Wir
haben von einem alten Cadillac geträumt, zumindest von einem 70er
Jahre Chevrolet. Aber jetzt kaufen wir uns einen Möchtegern-SUV!
Jene Geländelimosine mit dem englischen Namen Sport Utility Vehicle
hat das Land längst überflutet. (Selbst in Deutschland tauchen sie
immer häufiger auf. Und in einer flachen Stadt wie Leipzig bringen
mich diese Autos echt auf die Palme!) Wir haben uns hier oben auf dem
Berg in Berkeley für die etwas abgespeckte Variante von Volvo
entschieden. Eine Internetkritik hat dieses Auto (wer es genau wissen
möchte: V70 XC AWD) als ein Gefährt für den „Wannabe Marlboro
Man“ bezeichnet. Nun, ich habe es ausgesucht!
Die
letzten zwei Wochen waren sehr nervenaufreibend, aber auch lehrreich
und ein einzigartiger Blick in die amerikanische (Männer-)
Gesellschaft. Ich hatte einige zum Verkauf stehende Autos im Internet
herausgesucht und an einem Sonntag machte sich Familie Heße auf den
Weg:
Zuerst
besuchten wir Carlos, einen mexikanischen Amerikaner, Mitte 20. Er
war uns sehr sympathisch, hatte allerdings seinen Volvo-Kombi getunt,
mit einem fetten Auspuff ausgestattet und tiefer gelegt.
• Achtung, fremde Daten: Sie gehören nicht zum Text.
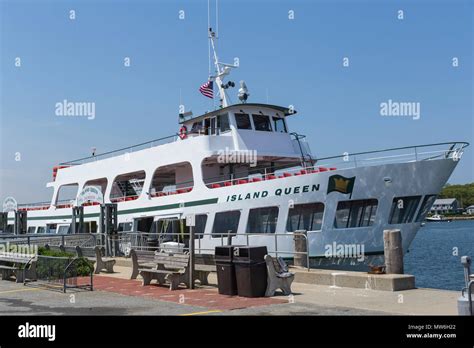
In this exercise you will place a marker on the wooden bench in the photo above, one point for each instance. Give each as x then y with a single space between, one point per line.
22 266
54 247
203 265
95 255
141 259
277 277
68 249
169 267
So war
beispielsweise die fordere Stoßstange völlig hinüber. Allein die
Kosten, das zu reparieren, überstiegen unsere Schmerzgrenze. Als wir
damit Probe fuhren, wunderten wir uns, warum das Ding so laut röhrte
... Noch mehr wunderten wir uns darüber, welche Schnitten Carlos mit
einem tiefer gelegten Familienauto beeindrucken wollte! Er musste
damit wirklich ganz schön herumgepeest sein, zeigte uns aber stolz
einige Bosch-Erstazteile, die er vor kurzem eingebaut hatte. Sein
Erstwagen war ein roter 80er Jahre BMW Cabrio. Als er diesen einparken wollte, ist er einmal um den Block gefahren, anstatt nur zurück zu stoßen.
Den
zweiten Anbieter bekamen wir nicht zu Gesicht. Er war am Telefon
erschreckend unhöflich und führte uns auf eine Art Schnitzeljagd.
Die Adresse, die er angegeben hatte, war unauffindbar. So landeten
wir erst bei den Zeugen Jehovas und dann an einer Tankstelle, wo wir nach
der Hausnummer fragten. Der Tankwart sagte: Das ist hier, und zeigte
an die Wand. Es war die Tankstelle, aber das Auto (VW Passat) war
nicht zu sehen. Dann entdeckten wir es gegenüber auf der anderen
Straßenseite. Es stellte sich heraus, das es bereits abgemeldet und
ein Unfallwagen war. Da Falk nicht noch mal mit dem Grobian
telefonieren wollte, und uns das Auto natürlich nicht überzeugte,
machten wir uns aus dem Staub.
Den
dritten Verkäufer sahen wir auch nicht. Es handelte sich wieder um
einen Volvo, diesmal die Stufenheck-Version, die in Amerika weitaus
verbreiteter ist als in Deutschland. (Da wir selbst Volvo-Liebhaber
sind, und Volvos in Berkeley ungewöhnlich beliebt sind, haben wir
uns schließlich auf diese Marke beschränkt. Wir müssen es ja auch
gut wieder verkaufen können, bevor wir das Land verlassen.) Dieser
Volvo schnurrte für sein Alter wie ein Kätzchen und Falk war
begeistert. Der Verkäufer hieß Iwan Diamond, IV. Ungelogen, das war
sein Name! In Berkeley gibt es einen Service für private
Autoverkäufer, wo sie ihren Wagen potentiellen Käufern zeigen
können, ohne selbst anwesend sein zu müssen. Dort konnten wir Probe
fahren und erhielten die Telefonnummer des Verkäufers. Iwan der
Vierte war vermutlich ein älterer, sorgsamer Herr, am Telefon
ausgesprochen nett und höflich. Er nannte uns den Namen seiner
Werkstatt und dort ging Falk dann auch hin, um herauszubekommen, wie
gut das Auto in den letzten Jahren gewartet worden war. Leider erfuhr
er dort auch, dass die Kilometer-Anzeige (oder besser: Meilen-Anzeige)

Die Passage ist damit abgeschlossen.